「ネット型選挙」を前に、高齢者はなす術もない
もちろん80代以上の人でも、90歳を超えた私の母のように、ネットやSNSを駆使するように今やなってきたが、そんなご時世でも、これらによる扇動がもたらす「劇場型選挙」の中心に位置する有権者は、やはり60代以下といえるだろう。
こういう「ネット扇動型選挙」の際に、ネットによる影響や扇動を受けにくい年代の有権者の民意が、自らの意思ではなく、行政の不作為による投票機会の制約という形で封印されている現状は、あまりにも歪んだ民主国家の姿とは言えまいか。
そもそも現在の日本で高齢者優遇政策がおこなわれていると言えるだろうか。じっさいには、高齢者の医療費自己負担割合が引き上げられ、介護保険制度も改悪され、高齢者の貧困率は増加傾向、生活保護捕捉率も低く抑えられ……けっして高齢者優遇政策などおこなわれているとは言えない現状ではないのか。

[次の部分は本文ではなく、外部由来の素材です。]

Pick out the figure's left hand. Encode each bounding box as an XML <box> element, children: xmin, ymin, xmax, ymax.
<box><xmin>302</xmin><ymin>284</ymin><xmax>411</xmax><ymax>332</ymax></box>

その状況にもかかわらず、『楢山節考』や『PLAN 75』といった映画を彷彿とさせる“姥捨山政策”を打ち出す政党が大躍進。「シルバー民主主義」など現実には存在していないと言わざるを得ないだろう。
もちろん現役世代や若者に余裕があるなどと言うつもりもない。高齢者にも現役世代にも若者にも、生活苦に喘いでいる人たちがいるという現実を見ることなく、世代間対立という一見同調してしまいやすい言説に乗せられてはいけないということを、私は述べたいだけである。熱狂や扇動に踊らされ、真の“敵”を見誤ってはいけないのだ。